Cuda 6

11131 · November 15, 2013, 11:48am

well, googled for cuda 6, and found:

Key features of CUDA 6:
· Unified Memory – Simplifies programming by enabling applications to access CPU and GPU memory without the need to manually copy data from one to the other, and makes it easier to add support for GPU acceleration in a wide range of programming languages.

· Drop-in Libraries – Automatically accelerates applications’ BLAS and FFTW calculations by up to 8X by simply replacing the existing CPU libraries with the GPU-accelerated equivalents.
· Multi-GPU Scaling – Re-designed BLAS and FFT GPU libraries automatically scale performance across up to eight GPUs in a single node, delivering over nine teraflops of double precision performance per node, and supporting larger workloads than ever before (up to 512GB). Multi-GPU scaling can also be used with the new BLAS drop-in library.

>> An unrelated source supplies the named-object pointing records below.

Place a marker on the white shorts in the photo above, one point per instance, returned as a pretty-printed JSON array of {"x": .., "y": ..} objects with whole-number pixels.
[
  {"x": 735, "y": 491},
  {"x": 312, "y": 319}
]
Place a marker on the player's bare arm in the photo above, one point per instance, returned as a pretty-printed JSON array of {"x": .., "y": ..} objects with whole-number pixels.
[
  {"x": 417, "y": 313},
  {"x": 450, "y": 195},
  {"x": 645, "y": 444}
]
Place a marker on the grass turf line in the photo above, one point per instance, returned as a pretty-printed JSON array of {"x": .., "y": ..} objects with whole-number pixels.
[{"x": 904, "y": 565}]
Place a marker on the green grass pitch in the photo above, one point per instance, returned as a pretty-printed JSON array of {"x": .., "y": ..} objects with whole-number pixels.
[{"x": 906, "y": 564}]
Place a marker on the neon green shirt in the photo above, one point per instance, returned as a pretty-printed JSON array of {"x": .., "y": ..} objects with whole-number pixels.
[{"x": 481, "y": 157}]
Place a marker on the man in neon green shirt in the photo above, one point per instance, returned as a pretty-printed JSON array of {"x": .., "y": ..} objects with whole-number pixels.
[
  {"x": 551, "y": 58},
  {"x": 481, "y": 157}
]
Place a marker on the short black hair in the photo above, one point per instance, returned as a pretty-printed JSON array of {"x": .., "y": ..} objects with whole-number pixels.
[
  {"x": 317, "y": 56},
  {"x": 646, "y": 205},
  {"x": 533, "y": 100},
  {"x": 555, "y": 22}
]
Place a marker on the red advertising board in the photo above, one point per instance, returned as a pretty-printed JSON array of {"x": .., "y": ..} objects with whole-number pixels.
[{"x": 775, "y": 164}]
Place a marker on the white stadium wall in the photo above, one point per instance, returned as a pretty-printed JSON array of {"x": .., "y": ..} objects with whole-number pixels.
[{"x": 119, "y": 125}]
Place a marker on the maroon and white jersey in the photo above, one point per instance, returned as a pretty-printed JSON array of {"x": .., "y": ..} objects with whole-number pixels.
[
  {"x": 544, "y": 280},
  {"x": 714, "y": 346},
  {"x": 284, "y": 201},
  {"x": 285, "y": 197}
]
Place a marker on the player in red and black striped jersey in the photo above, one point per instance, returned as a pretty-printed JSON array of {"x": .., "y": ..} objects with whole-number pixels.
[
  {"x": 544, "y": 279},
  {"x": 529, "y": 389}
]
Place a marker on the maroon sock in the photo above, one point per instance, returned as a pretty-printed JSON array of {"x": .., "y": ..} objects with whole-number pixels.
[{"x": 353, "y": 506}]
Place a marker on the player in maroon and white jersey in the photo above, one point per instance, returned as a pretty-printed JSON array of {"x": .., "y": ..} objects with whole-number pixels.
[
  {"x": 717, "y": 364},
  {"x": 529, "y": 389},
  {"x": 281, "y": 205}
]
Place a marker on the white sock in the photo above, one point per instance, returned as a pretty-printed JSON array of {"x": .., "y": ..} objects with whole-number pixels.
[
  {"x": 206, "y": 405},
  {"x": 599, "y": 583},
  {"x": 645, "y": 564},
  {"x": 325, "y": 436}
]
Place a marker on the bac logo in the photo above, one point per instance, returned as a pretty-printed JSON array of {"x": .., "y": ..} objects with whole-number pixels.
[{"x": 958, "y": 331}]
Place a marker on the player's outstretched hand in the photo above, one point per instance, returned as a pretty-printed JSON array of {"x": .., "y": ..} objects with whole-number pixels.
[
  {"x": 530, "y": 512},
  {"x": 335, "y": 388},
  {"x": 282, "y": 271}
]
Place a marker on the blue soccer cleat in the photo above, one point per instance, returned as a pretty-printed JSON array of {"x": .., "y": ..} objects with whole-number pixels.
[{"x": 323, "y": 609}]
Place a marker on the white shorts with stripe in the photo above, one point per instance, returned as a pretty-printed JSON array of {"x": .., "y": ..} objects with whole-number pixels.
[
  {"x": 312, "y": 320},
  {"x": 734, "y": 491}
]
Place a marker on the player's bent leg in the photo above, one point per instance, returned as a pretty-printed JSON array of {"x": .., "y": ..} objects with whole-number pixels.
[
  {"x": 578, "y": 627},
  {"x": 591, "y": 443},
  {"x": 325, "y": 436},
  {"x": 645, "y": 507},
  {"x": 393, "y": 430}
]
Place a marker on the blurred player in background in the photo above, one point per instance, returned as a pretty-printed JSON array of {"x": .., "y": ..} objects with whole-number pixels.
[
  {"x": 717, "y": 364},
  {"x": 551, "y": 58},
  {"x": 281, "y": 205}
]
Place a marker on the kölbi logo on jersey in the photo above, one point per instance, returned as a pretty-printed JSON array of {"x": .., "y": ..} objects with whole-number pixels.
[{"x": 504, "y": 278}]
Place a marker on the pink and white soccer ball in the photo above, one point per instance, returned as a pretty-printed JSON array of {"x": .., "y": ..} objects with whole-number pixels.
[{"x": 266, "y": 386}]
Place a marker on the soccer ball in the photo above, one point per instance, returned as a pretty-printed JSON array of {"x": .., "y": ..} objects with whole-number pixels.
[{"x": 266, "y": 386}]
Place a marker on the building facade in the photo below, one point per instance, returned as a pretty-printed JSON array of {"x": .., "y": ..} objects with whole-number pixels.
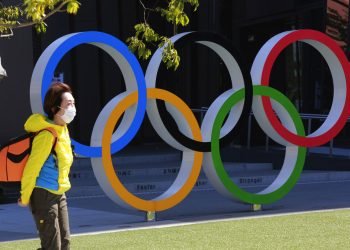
[{"x": 300, "y": 72}]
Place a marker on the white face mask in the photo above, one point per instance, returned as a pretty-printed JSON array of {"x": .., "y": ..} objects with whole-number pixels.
[{"x": 69, "y": 114}]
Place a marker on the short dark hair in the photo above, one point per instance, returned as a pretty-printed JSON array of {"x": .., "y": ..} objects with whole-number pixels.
[{"x": 53, "y": 98}]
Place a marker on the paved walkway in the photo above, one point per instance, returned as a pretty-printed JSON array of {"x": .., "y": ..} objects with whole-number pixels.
[{"x": 97, "y": 213}]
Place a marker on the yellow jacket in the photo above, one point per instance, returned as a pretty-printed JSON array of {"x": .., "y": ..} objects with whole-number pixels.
[{"x": 41, "y": 149}]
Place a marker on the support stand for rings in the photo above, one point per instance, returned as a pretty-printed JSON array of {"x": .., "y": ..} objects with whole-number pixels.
[
  {"x": 256, "y": 207},
  {"x": 150, "y": 216}
]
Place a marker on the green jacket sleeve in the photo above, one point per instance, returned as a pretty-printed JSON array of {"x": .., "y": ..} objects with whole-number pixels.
[{"x": 41, "y": 149}]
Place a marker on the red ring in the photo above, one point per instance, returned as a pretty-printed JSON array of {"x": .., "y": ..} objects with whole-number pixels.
[{"x": 265, "y": 76}]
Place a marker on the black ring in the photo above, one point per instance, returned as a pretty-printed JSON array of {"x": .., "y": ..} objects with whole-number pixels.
[{"x": 168, "y": 120}]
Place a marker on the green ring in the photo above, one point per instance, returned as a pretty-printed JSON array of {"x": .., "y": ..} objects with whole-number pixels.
[{"x": 215, "y": 148}]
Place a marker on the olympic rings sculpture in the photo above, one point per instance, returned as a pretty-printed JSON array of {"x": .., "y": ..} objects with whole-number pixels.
[{"x": 200, "y": 145}]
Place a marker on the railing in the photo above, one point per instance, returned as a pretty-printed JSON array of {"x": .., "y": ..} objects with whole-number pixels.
[{"x": 308, "y": 117}]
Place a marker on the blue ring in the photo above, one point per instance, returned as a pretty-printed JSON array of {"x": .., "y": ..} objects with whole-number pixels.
[{"x": 100, "y": 37}]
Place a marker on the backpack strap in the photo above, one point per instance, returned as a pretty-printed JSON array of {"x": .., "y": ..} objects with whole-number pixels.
[{"x": 54, "y": 133}]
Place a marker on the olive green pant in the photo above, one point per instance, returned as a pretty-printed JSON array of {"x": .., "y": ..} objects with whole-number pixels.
[{"x": 51, "y": 218}]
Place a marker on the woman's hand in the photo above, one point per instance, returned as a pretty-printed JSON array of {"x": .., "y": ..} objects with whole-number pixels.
[{"x": 19, "y": 203}]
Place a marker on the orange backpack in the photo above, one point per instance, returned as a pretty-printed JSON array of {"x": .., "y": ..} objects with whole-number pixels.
[{"x": 15, "y": 153}]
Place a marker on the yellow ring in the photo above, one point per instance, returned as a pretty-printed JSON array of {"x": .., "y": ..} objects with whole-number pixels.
[{"x": 118, "y": 187}]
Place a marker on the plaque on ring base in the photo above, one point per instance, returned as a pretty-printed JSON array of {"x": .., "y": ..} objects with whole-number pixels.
[{"x": 150, "y": 216}]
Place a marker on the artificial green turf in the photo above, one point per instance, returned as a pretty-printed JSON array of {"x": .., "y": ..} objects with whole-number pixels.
[{"x": 319, "y": 230}]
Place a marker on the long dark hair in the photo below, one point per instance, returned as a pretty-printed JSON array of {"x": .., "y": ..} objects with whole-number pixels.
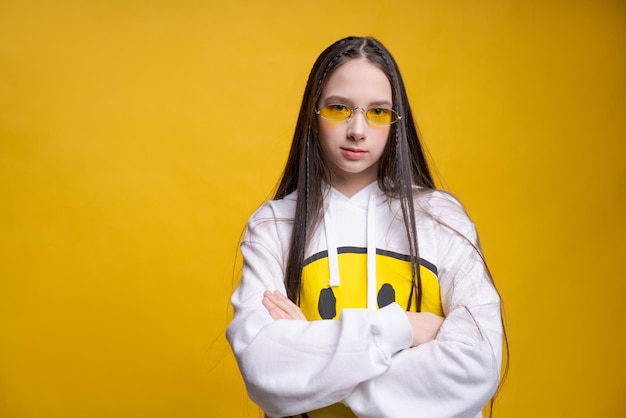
[{"x": 402, "y": 165}]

so, … ehmm, don’t listen to me…
i don’t know anything…

skw · November 15, 2013, 1:12pm

Mantle is completely unrelated. Mantle is a lower level graphics API, below Direct3D or OpenGL. In fact, Mantle is closer to the hardware where CUDA 6 is a step towards more abstraction.

arexma · November 15, 2013, 1:34pm

So where are the CUDA gurus.

As far as I understand it, V.6 does nothing for the memory limitation of the GPU, so the enthusiastic ones better sit down again

It’s an unified addressing and the way I see it, it removes all the nasty code to malloc device memory and copy the data from host to device. You can simpy access RAM via unified addressing and the CUDA library does the rest.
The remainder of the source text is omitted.